Akin fist tried a rules-based filter. With a file of rules for sorting e-mail, a filter of this type requires constant upkeep, but works well. The filter file lets you block e-mail by address, domain, or rule. For example, if you want to block mail that offers credit cards, your rule can look for the phrase "free, no obligation." For pornography, it's obvious that your rule looks for specific single words. The upkeep is generated when the spammers get smarter. For example, Akin had a rule that looked for "Viagra" in the subject line, but spammers now send mail with "Viagra" spelled "Vi*gra" or some similar variation.

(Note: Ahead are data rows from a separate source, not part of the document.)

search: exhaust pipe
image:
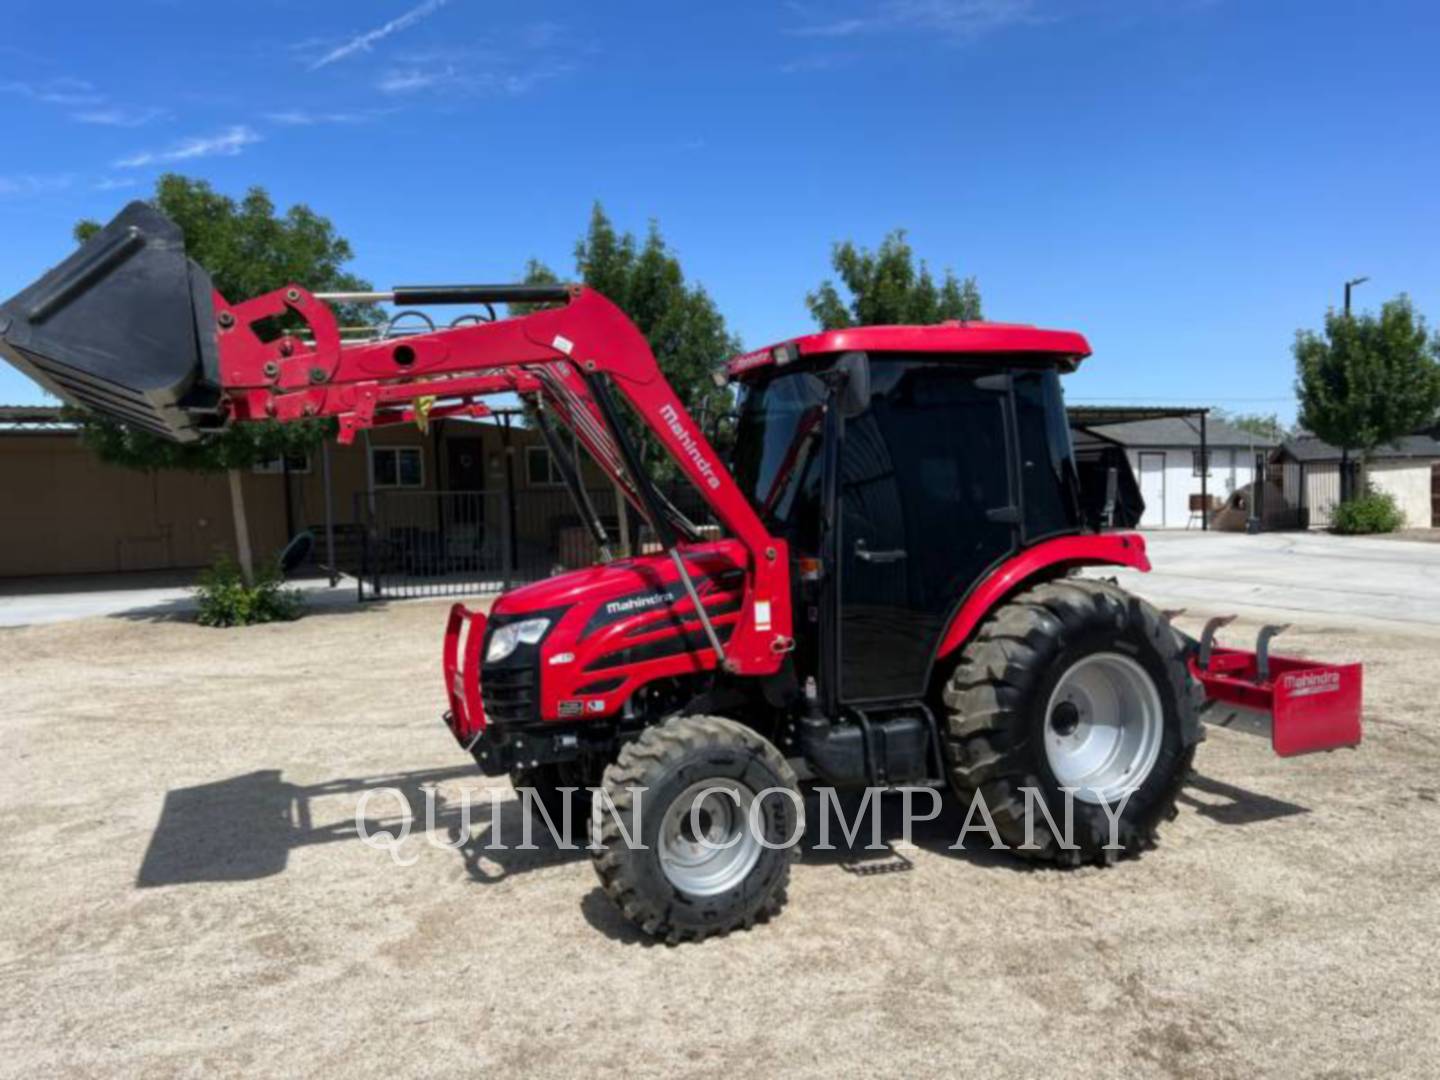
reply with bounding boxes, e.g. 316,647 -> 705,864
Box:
0,202 -> 225,442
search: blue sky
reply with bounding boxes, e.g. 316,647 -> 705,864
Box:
1,0 -> 1436,421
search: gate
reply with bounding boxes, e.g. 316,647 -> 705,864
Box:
356,484 -> 717,600
1262,458 -> 1308,530
357,490 -> 508,599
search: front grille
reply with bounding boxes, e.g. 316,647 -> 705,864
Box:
482,663 -> 538,725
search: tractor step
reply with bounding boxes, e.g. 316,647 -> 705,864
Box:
0,202 -> 224,442
841,851 -> 915,876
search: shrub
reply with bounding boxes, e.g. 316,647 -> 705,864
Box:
195,556 -> 304,627
1331,487 -> 1405,535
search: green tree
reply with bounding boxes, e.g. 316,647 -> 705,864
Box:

For his second test, Akin ran an in-house heuristic filter from Postini, Inc. The filter blocked a tremendous amount of spam but was administratively hard to handle. This filter worked by assigning a number factor to different subfilters aptly named "Bulk email," "Get Rich Quick," "Naughty," and "Racially Insensitive." You could make the blocking more stringent by moving the number factor upward. The problem with this test for Akin was the high number of false positives. False positives can be rather difficult to fish out of the system -- if you even know that you have them.
Akin's third try, a hosted service from Postini, is running now. The filter is the same, but the administration is very easy. Each user has a personalized Web site where he or she can check what has been blocked. If the user wants to, he or she can unblock e-mail. Another good feature is the month-to-month contract, which gives Akin flexibility in the ever-changing spam world.

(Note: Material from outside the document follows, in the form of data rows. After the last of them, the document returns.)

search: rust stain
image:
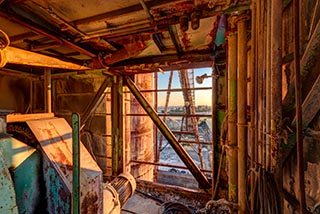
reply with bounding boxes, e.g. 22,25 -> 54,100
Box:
181,32 -> 192,50
208,16 -> 219,48
81,192 -> 99,214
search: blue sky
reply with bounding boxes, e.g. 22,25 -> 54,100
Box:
157,67 -> 212,106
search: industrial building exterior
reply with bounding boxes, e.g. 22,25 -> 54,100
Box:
0,0 -> 319,213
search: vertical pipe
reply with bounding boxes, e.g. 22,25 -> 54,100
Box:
111,76 -> 124,176
271,0 -> 282,212
249,1 -> 257,211
44,68 -> 52,113
226,20 -> 238,202
153,72 -> 159,182
294,0 -> 307,213
72,112 -> 80,214
265,0 -> 272,171
211,64 -> 217,198
237,16 -> 248,214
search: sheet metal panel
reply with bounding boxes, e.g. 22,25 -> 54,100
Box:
0,137 -> 42,213
27,118 -> 103,214
0,148 -> 18,214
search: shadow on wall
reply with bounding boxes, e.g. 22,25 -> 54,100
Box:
0,75 -> 30,113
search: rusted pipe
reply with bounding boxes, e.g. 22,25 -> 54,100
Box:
124,76 -> 211,190
44,68 -> 52,113
226,18 -> 238,202
2,46 -> 90,70
249,1 -> 257,212
211,65 -> 218,198
111,76 -> 124,176
294,0 -> 307,213
271,0 -> 283,212
72,112 -> 80,214
237,15 -> 248,214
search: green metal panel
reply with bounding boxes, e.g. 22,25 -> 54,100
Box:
0,148 -> 18,214
13,151 -> 41,214
0,137 -> 41,213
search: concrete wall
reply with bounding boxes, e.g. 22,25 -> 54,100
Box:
0,75 -> 31,113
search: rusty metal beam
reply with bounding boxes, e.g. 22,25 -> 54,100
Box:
1,46 -> 90,70
0,10 -> 96,58
124,76 -> 211,190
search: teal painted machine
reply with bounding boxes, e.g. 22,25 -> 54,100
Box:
0,112 -> 135,214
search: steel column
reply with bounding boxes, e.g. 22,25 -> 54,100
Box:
271,0 -> 283,212
72,113 -> 80,214
111,76 -> 124,176
124,76 -> 211,190
226,22 -> 238,202
237,16 -> 248,214
294,0 -> 307,213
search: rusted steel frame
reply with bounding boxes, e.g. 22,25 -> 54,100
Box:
44,68 -> 52,113
294,0 -> 307,213
73,0 -> 176,26
226,27 -> 238,202
271,0 -> 283,212
111,76 -> 124,176
130,86 -> 212,93
130,160 -> 213,173
28,1 -> 87,38
168,25 -> 182,57
237,17 -> 248,214
0,10 -> 96,58
2,46 -> 90,70
72,112 -> 81,214
81,77 -> 113,127
124,76 -> 211,190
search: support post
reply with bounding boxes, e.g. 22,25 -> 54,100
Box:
237,15 -> 248,214
124,76 -> 211,190
44,68 -> 52,113
249,1 -> 257,212
271,0 -> 283,212
72,112 -> 80,214
211,65 -> 218,198
226,17 -> 238,202
111,76 -> 124,177
294,0 -> 307,213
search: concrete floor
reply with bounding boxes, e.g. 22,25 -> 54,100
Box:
121,193 -> 161,214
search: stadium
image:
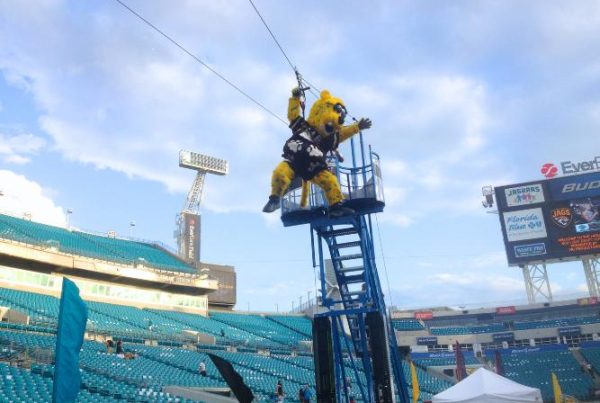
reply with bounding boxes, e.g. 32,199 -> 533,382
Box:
2,1 -> 600,403
2,165 -> 600,402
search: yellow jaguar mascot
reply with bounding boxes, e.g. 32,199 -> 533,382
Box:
262,88 -> 372,217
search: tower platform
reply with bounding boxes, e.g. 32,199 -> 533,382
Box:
280,151 -> 385,227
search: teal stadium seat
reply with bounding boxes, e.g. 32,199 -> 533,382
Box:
0,213 -> 196,274
391,319 -> 425,331
487,349 -> 593,401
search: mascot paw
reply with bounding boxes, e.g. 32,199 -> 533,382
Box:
262,195 -> 281,213
358,118 -> 372,130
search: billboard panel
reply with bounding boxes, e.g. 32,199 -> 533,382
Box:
414,311 -> 433,320
200,263 -> 236,307
416,337 -> 438,346
492,332 -> 515,342
504,184 -> 545,207
495,306 -> 516,315
495,171 -> 600,265
502,208 -> 547,242
178,212 -> 201,264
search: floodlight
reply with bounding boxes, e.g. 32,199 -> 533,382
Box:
482,185 -> 494,208
179,150 -> 228,175
176,149 -> 229,264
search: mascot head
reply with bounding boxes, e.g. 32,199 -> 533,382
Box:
306,90 -> 347,136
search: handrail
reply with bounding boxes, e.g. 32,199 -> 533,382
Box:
281,150 -> 384,215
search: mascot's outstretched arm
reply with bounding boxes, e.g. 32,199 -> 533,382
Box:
339,118 -> 372,143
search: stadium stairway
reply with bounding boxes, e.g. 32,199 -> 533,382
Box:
575,347 -> 600,390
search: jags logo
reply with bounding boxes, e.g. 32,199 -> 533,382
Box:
551,207 -> 572,228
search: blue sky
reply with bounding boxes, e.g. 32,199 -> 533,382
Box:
1,1 -> 599,312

Fighting spam costs Akin about "$0.85 per user per month." But fighting spam saves Akin an untallied amount in storage resources, personnel time, and legal fees. Even without a dollar figure for the savings, that's easy math to do.
"Right now, the industry doesn't have the tools to stop spam completely," Akin said. "Spammers are too wily and crafty, and sending spam is too lucrative for them to stop. But eventually we'll get ahead of them." I think Akin has made big strides. Lately, I've even heard him mention once or twice IT challenges other than spam.